Result: **58 krps**, quite erratic.
```
Effective rps: 55098
Effective rps: 58464
Effective rps: 55662
```
### bun.sh
The new supposedly fast JS server framework, testing against a local nginx.
Cluster mode is not working yet, so cannot use the usual script `bin/tcp-performance.js`;
comparisons are using just one core to be fair.
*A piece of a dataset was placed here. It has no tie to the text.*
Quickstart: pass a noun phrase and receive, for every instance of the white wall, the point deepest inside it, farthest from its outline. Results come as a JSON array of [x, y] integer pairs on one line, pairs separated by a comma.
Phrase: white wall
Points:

Bun with keepalive, http mode: **14 krps**.
```
bun bin/loadtest.js http://localhost:80/ --cores 1 -k
Effective rps: 14401
```
For comparison, node with keepalive, http mode: **19 krps**, bit faster.
```
node bin/loadtest.js http://localhost:80/ --cores 1 -k
Effective rps: 18799
```
TCP mode was broken, after a [quick fix](https://github.com/alexfernandez/loadtest/commit/059423e0f5831d6bd63d33c600ab1ee3042af1a2),
bun with keepalive and tcp mode: **62 krps**.
```
bun bin/loadtest.js http://localhost:80/ --cores 1 -k --tcp
Effective rps: 62517
```
For comparison, node with keepalive and tcp mode: **60 krps**, bit slower.
```
node bin/loadtest.js http://localhost:80/ --cores 1 -k --tcp
Effective rps: 60231
```
bun.sh is a bit faster using plain TCP sockets!
But a bit slower using `http` mode.
## Other Options
Another useful benchmark: [performance](https://www.npmjs.com/package/performance),
specifically geared towards low level performance
(measures up to a nanosecond).
## Conclusions
Apple processors are not as performant as they are made to be:
a good Intel Core laptop i9 blows them out of the water.
Truth be told, I don't have results for M2 Max, M2 Pro or M2 Ultra
(hint, hint).
Cloud providers are sluggish at best, super expensive at worst.
Be sure to benchmark your intended instances as they can be charging > $300/mo
for a bunch of cores you will not be using,
or that will perform worse than you think.
Also, the new bun is promising, but is still not consistently faster
for TCP sockets.
If necessary, create your own synthetic benchmark,
`loadtest` can be of help here using its [powerful API](./api.md).